A bit confused about the passport part, didn't we already download our passports ( all pages and cover ) when adding that to our earlier loaded documents? Did you have to use your phone to once again copy all pages of your passport for the new IDV app?


----------



## Richjohn (Oct 17, 2017)

twee said:


> Thanks for your quick reply Richjohn,
> So I don't click on anything at all in regards to my earlier uploaded documents? Just go directly to the photo part?
> Yes, exactly that.
> 
> ...


Answers in red above.

Good luck.


----------



## juhi (Jul 7, 2013)

Thanks Twee to post your doubts as I had exactly the same. Thanks Richjohn for responding it very clearly. 
I just received the invitation and downloaded. waiting for tomorrow to take pics in the day light as we are three applicants(11 yrs and 8 yrs) 

Thanks and Best of luck


----------



## Richjohn (Oct 17, 2017)

juhi said:


> Thanks Twee to post your doubts as I had exactly the same. Thanks Richjohn for responding it very clearly.
> I just received the invitation and downloaded. waiting for tomorrow to take pics in the day light as we are three applicants(11 yrs and 8 yrs)
> 
> Thanks and Best of luck


Good luck.

If there are 3 applicants, it should show their names on the first screen. You then click on the name that you wish to take the photos of, or do whatever for.


----------



## Saqlainasad (Sep 26, 2014)

hi I just wanted to clarify about this post even when you make the payment after completing the SET (M) application, up to that point if you have all 6 months bank statements and payslip will that be enough, or do we have to keep getting new ones until we get an invitation to submit the documents on the UKVCAS app. so if the invitation is after 2 months do we need the latest 2 months payslip and bank statements due tot he 28 day rule?

thanks


----------



## Richjohn (Oct 17, 2017)

Saqlainasad said:


> hi I just wanted to clarify about this post even when you make the payment after completing the SET (M) application, up to that point if you have all 6 months bank statements and payslip will that be enough, or do we have to keep getting new ones until we get an invitation to submit the documents on the UKVCAS app. so if the invitation is after 2 months do we need the latest 2 months payslip and bank statements due tot he 28 day rule?
> 
> thanks


You don't need to submit any documents that arise or are dated AFTER the date you submit the application online. The situation is effectively frozen at the date of submission. (In respect of the date of documents), it is the date of submitting the application that matters not the date you do biometrics. Though you have until the date of biometrics to scan and upload them.


----------



## Saqlainasad (Sep 26, 2014)

Thanks for the reply. Just so I understood that correctly I am going to submit my SET (M) application on Monday. My 6th month payslip and bank statement are for September . even if I get the UKVCAS invite to submit application in November lets say I only need to submit my documents up to September which includes bank statements, payslip and employment letter?


----------



## Richjohn (Oct 17, 2017)

Saqlainasad said:


> Thanks for the reply. Just so I understood that correctly I am going to submit my SET (M) application on Monday. My 6th month payslip and bank statement are for September . even if I get the UKVCAS invite to submit application in November lets say I only need to submit my documents up to September which includes bank statements, payslip and employment letter?

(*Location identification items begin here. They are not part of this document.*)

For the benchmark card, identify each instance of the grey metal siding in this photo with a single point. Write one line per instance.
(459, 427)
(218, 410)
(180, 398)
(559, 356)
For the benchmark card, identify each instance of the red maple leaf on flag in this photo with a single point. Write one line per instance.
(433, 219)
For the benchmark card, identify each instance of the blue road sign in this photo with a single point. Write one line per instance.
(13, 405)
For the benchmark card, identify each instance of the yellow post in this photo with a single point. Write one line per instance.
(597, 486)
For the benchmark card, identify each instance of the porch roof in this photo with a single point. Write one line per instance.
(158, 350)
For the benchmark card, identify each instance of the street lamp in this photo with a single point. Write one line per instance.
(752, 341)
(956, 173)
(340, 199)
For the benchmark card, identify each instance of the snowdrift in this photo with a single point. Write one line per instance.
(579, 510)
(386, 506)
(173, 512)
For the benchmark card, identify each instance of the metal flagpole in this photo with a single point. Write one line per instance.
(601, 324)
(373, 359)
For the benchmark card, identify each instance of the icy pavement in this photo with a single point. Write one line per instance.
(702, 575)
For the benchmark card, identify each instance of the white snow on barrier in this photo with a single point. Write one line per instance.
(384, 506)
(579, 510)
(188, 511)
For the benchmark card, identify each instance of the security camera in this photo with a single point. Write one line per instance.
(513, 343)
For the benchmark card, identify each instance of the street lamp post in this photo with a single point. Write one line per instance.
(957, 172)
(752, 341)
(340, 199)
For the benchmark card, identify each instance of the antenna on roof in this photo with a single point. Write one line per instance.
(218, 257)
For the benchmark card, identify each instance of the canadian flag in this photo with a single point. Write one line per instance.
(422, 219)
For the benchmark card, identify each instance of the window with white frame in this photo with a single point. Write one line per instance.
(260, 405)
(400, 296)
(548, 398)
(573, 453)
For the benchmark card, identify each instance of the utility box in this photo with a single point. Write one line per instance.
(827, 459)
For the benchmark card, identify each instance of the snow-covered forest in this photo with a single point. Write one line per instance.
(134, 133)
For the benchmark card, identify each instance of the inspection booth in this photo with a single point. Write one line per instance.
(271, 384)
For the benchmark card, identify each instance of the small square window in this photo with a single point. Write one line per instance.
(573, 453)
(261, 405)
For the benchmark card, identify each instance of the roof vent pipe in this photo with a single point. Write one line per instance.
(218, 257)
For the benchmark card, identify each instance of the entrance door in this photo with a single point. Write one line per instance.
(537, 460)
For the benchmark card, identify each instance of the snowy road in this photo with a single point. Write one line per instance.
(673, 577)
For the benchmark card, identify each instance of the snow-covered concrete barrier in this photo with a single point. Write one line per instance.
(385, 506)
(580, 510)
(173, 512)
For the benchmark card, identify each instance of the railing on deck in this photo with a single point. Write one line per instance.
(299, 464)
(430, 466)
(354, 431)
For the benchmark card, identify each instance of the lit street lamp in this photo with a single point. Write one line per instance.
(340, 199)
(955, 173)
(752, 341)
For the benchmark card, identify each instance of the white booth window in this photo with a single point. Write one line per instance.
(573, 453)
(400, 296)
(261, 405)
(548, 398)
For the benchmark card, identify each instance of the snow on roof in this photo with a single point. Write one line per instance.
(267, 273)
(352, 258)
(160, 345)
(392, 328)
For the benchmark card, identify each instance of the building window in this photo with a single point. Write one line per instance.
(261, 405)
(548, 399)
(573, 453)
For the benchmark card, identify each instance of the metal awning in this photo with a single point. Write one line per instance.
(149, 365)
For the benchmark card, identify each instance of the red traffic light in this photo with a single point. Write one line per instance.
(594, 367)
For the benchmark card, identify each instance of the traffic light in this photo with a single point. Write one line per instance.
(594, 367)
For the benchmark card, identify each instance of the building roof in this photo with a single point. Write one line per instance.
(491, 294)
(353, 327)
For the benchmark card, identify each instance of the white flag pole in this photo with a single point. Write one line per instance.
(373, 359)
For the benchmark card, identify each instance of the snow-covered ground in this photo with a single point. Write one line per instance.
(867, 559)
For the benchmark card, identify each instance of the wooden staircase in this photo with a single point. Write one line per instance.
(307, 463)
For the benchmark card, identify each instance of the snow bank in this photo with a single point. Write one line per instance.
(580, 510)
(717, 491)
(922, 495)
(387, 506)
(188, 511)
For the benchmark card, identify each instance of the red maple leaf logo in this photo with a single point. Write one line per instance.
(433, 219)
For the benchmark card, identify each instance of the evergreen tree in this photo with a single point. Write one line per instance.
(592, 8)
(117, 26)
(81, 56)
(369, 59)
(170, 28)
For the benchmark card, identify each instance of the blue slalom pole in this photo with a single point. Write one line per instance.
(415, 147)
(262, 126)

My understanding (gained from other experienced members comments), is that no documents should be dated after the date you submit your online application. 

So if you submit the app on Monday 7th September, no documents should be dated after 7th September. Though it wouldn't matter if any of those documents didn't arrive until a short while later. So, for example, under those circumstances a bank statement or pay slip can be *dated up to, but no later than 7th September*, even though you may not receive it until a week later.


----------